News

Briatore pondering legal action against the Piquets

Flavio Briatore has announced that he will take action against the Piquet family after seeing his ban from international motor sport lifted by a French court yesterday.

The former Renault team principal had previously announced his intentions to sue the family in September last year, but such a procedure was delayed after Briatore was banned from motor sport following an investigation into the 2008 Singapore Grand Prix race-fix scandal.

However that sentence was declared ‘irregular’ by the Tribunal de Grande Instance, meaning that the Italian is now free to return to activities within the sport.

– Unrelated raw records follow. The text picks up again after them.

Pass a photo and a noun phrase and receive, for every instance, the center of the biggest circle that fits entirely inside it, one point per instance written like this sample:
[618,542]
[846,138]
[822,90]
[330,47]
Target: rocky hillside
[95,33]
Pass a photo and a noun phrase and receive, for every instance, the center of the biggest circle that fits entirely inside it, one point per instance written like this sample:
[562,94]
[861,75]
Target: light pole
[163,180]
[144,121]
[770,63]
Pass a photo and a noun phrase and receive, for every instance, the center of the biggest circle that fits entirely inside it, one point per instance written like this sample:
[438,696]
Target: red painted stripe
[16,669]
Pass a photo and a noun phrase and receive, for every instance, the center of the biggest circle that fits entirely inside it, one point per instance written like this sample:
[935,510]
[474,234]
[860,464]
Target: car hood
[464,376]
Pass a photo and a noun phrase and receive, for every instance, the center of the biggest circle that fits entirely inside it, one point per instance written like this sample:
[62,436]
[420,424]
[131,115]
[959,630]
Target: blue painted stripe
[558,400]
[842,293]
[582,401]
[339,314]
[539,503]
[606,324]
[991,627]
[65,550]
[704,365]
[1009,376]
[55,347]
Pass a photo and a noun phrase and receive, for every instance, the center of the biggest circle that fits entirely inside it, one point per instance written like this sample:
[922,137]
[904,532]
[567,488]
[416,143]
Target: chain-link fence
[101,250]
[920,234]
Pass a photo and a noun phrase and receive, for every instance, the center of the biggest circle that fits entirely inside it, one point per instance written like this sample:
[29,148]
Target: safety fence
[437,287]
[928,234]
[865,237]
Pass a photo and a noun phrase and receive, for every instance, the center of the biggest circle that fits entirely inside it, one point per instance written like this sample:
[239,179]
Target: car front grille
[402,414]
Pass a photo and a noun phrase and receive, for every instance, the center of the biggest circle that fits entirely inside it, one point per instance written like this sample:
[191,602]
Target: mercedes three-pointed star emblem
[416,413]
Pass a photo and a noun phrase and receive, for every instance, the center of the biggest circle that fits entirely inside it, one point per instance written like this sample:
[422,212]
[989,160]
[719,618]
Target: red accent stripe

Following the court’s verdict Briatore told the Italian newspaper Gazzetta dello Sport that he was now likely to seek legal action against his former driver, Nelson Piquet Jr and his world-championship-winning father for their part in the matter.

The French court also highlighted the role of  Max Mosley in the investigation and ruled that the former-FIA president’s existing dispute with Briatore had distorted the World Motor Sport Council’s decision.

Such a claim is supported by the Italian who said:  “It was a case of vengeance from Mosley, who has always managed the FIA and the World Council as if it was private property,”

“He had reassured me, telling me they understood I didn’t have anything to do with that story. Then came that verdict. It was an ignoble thing after 18 years of F1.

“First Mosley tried to make me lose titles, first with Schumi then with Alonso, and then to destroy me with this story.”

Although the Italian is yet to decide whether to return to Formula One, he still intends to resume his driver management duties which he had also been banned from participating in.

“Except for [Heikki] Kovalainen and [Lucas] di Grassi, my relationship with the other drivers has never changed,” he said.

“In fact, now we’ll analyse the situation with the lawyers to see whether we should take legal action against anyone who has broken the contracts with us.”

Briatore’s comments come on the same day that F1-supremo Bernie Ecclestone said that the Italian would be welcomed back into the sport.

“I said at the time that even murderers don’t get life sentences these days and the court seems to agree,” Ecclestone told the Daily Express newspaper.

“He is welcome to come back to the paddock. He was a great character in F1 but I am not sure if that is what he wants to do now. I think he will move on from that.

“It’s good for him but it is not good for the FIA when you read the verdict.”